Autumn alert: news to the Country by Country reporting and last chance to the investment incentives according to the current rules
We are still observing the newly implemented obligations that apply to the Country-by-Country (CbC) reporting, for foreign tax administrator, it means reporting including important information for dividing the tax base within the firms’ group. We have contacted some of you directly in this case. In the last days, the tax administration has not only published the related forms Announcement and Report and the related directions as well as the interesting additional information from which follows:
- The CbC reporting does not apply to the EU-countries only, the companies from other countries are also obliged, which have signed a document applying to the automatic information exchange reported by multinational companies with the Czech Republic (especially the “Multilateral agreement about information exchange”)

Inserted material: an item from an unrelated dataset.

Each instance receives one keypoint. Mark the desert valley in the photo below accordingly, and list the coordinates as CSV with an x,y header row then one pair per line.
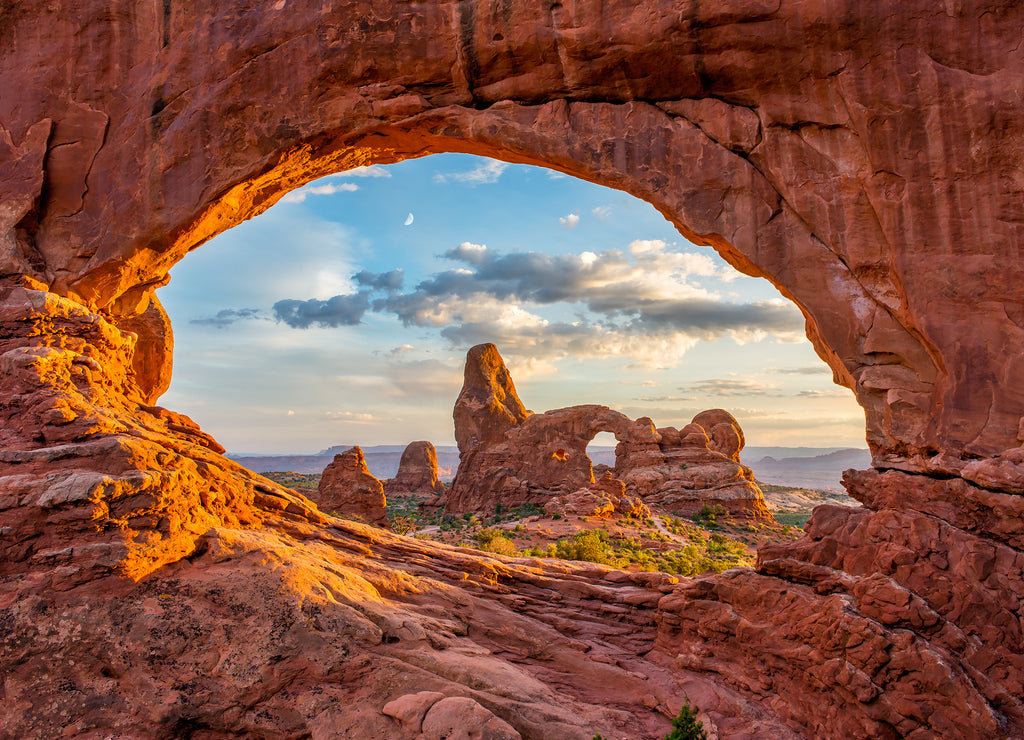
x,y
863,159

- This law applies to corporations, where the highest entity comes from the country, with which the information exchange does not run – then, the firms’ group can choose one European company to represent it, which will report for the European members of the group
- The sum of the consolidated revenue (750 million EUR), which is the basis of the obligation for the CbC report, will be recalculated at the exchange rate of European Central Bank valid for January 2015 for Czech use
- The data should be in a united currency – in the currency of the reporting entity (the data about the exchange rates has to documented)
- The preferred language for the set-up of the report is English, though filing out the report in Czech is not a mistake
- Every Czech entity of the multinational firms’ group is obliged to submit the report until October 31st, 2017. The report is submitted only once. Should it come to point that reported data needs to be changed, it is necessary to submit a new report until the end of the accounting period to which the change applies, at the latest.
- Should the Czech entity not submit the report or break any other obligation related to the reporting, the Czech entity can face a sanction in the amount of 600 thousand CZK.
- Should the Czech entity be the highest parent entity or representative (reporting) entity of the group, it can face a sanction in the amount of 1.5 million CZK for failing to report or breaking any obligation related to the reporting.
It is necessary to know that right now is the best time to take advantage of investment incentives. The election programmes of the predominant political parties have changes or cancellations in their proposed campaigns. That is why, if you are considering some new production or expanding the current production, it is the right time to discuss this matter with our specialists.
In what form and what amount can you still get?
- A tax allowance or material support for creating a new job (200 thousand CZK) in the chosen regions or a combination both of those forms, up to the amount of 25% of the deductible costs (at least 12.5 million CZK).
- Material support related with employee requalification up to 50 % of the amount of eligible costs.
To succeed in receiving it, you need to fulfil 3 basic conditions (type of the activity – manufacturing industry, the minimal amount of investment 50 (100) million according to the regions, you have 3 years for it, after this time one half must have been invested into the new industrial equipment and a minimum of 20 new jobs should have been created). Our specialists will help you with the formal matters (it is quite an easy request). You can start your new investments with the support of the state.
After 3 years, if you find out that you have not reached the minimum sum, it does not cost you anything. We often meet companies that have invested higher sums by themselves, did not submit the requests and are needlessly paying from their own gains.
I wish you a nice read and a lucky hand, not only in the election rooms, but especially in your business – we will keep supporting you in the future.